About 20 minutes later, I was surprised to see Andy walk back to the bus with empty arms instead of the delicious McNuggets and fries that I was expecting. I looked at him, he shrugged, and I asked, “What happened?!” There were so many people in the McDonald’s line that they made some of them use the automated order machines. Unfortunately, for some reason, those machines wouldn’t read our credit card. Andy got in line for the cashier to place his order instead, but there were 5 people ahead of him, and the bus driver walked into McDonald’s to hustle everyone out. No food for us. Let’s just say by this point, I was beyond hangry and exhausted and regretting the re-enlistment decision more and more.

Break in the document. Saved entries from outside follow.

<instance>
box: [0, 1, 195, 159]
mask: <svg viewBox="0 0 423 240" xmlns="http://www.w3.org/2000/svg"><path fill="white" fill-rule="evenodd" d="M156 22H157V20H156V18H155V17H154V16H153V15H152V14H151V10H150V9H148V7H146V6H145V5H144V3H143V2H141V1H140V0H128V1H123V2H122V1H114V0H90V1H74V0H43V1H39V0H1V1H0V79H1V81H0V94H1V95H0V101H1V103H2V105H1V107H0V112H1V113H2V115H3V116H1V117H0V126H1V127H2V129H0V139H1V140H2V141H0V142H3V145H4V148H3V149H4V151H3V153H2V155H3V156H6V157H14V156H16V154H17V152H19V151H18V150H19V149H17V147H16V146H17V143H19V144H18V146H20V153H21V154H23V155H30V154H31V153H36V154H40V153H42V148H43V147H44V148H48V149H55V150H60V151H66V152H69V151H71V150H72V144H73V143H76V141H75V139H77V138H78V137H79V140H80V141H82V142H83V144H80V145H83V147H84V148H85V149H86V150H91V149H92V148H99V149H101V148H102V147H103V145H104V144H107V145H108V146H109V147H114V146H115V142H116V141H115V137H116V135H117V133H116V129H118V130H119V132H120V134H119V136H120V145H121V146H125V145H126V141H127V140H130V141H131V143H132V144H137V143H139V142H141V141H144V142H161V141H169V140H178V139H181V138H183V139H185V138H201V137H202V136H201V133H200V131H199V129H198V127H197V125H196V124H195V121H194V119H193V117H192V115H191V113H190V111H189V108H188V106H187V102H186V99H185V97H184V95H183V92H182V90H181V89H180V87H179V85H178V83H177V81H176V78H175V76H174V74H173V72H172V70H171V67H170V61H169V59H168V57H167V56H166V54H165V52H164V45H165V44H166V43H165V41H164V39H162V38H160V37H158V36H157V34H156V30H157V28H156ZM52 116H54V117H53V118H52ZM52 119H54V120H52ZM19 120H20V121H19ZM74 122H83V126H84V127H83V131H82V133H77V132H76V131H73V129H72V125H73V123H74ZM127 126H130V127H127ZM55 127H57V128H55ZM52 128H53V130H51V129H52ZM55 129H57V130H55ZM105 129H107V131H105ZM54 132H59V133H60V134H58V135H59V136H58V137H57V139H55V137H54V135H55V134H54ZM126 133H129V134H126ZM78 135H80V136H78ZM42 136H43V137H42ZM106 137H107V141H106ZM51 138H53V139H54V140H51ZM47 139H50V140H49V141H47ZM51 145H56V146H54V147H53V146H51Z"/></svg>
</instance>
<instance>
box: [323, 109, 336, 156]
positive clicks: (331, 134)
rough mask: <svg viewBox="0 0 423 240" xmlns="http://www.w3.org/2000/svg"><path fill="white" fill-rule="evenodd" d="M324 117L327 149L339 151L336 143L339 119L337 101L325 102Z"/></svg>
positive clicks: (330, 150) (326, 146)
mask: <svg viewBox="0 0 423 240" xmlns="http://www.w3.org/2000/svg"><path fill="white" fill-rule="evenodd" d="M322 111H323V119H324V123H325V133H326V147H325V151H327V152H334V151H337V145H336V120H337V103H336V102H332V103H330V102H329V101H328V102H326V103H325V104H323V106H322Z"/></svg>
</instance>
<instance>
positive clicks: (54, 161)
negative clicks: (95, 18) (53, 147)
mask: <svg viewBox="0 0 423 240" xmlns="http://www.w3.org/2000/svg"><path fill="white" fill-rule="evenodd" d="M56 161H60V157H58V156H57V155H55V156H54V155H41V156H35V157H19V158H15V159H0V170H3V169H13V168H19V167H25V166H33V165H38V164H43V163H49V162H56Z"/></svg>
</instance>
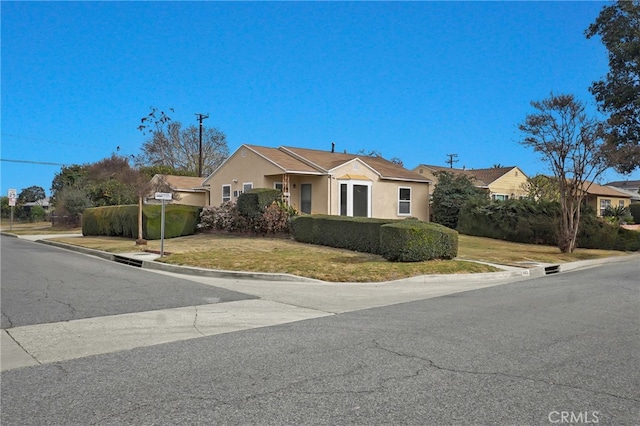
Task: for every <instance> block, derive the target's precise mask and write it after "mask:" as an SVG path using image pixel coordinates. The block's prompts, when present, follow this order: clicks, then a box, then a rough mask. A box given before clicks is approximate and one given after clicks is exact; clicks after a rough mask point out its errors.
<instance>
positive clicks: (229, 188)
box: [222, 185, 231, 203]
mask: <svg viewBox="0 0 640 426" xmlns="http://www.w3.org/2000/svg"><path fill="white" fill-rule="evenodd" d="M227 201H231V185H222V202H223V203H226V202H227Z"/></svg>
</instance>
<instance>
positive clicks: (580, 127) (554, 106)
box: [519, 94, 607, 253]
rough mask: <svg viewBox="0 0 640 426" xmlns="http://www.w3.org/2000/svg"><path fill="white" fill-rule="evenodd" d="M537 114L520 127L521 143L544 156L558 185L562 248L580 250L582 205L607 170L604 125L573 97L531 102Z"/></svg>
mask: <svg viewBox="0 0 640 426" xmlns="http://www.w3.org/2000/svg"><path fill="white" fill-rule="evenodd" d="M531 105H532V106H533V107H534V108H535V110H536V111H535V112H534V113H532V114H529V115H527V117H526V118H525V120H524V122H522V123H521V124H520V125H519V128H520V130H521V131H522V133H523V135H524V139H523V140H522V141H521V143H522V144H523V145H524V146H527V147H530V148H533V150H534V151H535V152H537V153H540V154H541V155H542V159H543V160H544V161H546V162H547V163H548V164H549V167H550V169H551V171H552V172H553V174H554V176H555V180H556V182H557V183H558V196H559V201H560V209H561V213H560V216H561V217H560V229H559V234H558V247H559V248H560V251H562V252H563V253H571V252H573V250H574V249H575V247H576V239H577V234H578V225H579V223H580V206H581V204H582V201H583V199H584V197H585V196H586V191H587V190H588V189H589V187H590V186H591V182H593V180H595V179H597V178H598V176H599V175H601V174H602V172H603V171H604V170H606V168H607V165H606V161H605V158H604V156H603V154H602V145H603V144H602V137H603V134H602V123H600V122H599V121H598V120H596V119H593V118H589V117H588V116H587V115H586V114H585V112H584V111H585V106H584V104H583V103H582V102H580V101H578V100H576V99H575V97H574V96H573V95H557V96H556V95H553V94H551V96H550V97H549V98H547V99H544V100H542V101H534V102H531Z"/></svg>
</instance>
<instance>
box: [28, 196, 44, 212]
mask: <svg viewBox="0 0 640 426" xmlns="http://www.w3.org/2000/svg"><path fill="white" fill-rule="evenodd" d="M49 201H50V199H49V197H45V198H41V199H39V200H38V201H33V202H30V203H24V205H23V207H26V208H27V209H28V210H31V207H34V206H40V207H42V208H43V209H44V211H45V213H49V210H50V209H49V208H50V207H51V205H50V203H49Z"/></svg>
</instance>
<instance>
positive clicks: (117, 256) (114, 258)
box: [113, 255, 142, 268]
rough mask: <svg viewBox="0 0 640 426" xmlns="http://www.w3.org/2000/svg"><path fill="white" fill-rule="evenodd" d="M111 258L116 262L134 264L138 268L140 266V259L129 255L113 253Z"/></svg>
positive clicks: (141, 265)
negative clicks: (122, 255)
mask: <svg viewBox="0 0 640 426" xmlns="http://www.w3.org/2000/svg"><path fill="white" fill-rule="evenodd" d="M113 260H114V261H116V262H118V263H122V264H124V265H129V266H136V267H138V268H142V260H139V259H132V258H130V257H124V256H118V255H114V256H113Z"/></svg>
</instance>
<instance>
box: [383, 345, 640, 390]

We finally made it to Grafenwöhr around 10 pm, expecting to be in our houses shortly. Nope. Thanks to coronavirus, the Army required everyone to have their military ID processed in the system so that they would know if we were breaking quarantine by getting on-post (or off-post for the on-post residents.) That process took another 2 hours, and it was 12:30 am by the time our sponsor drove us through the Graf McDonalds drive-thru and dropped us off at our new house. It took another hour to figure out the radiators, set up Drew’s Pack & Play, and cover our loaner mattresses with plastic bags (after my previous experience with bedbugs, I don’t play around.)
All in all, we spent a total of 33 hours in transit from when we left the hotel until we arrived at our new house. WHEW. What a day. It will definitely be one we won’t forget anytime soon!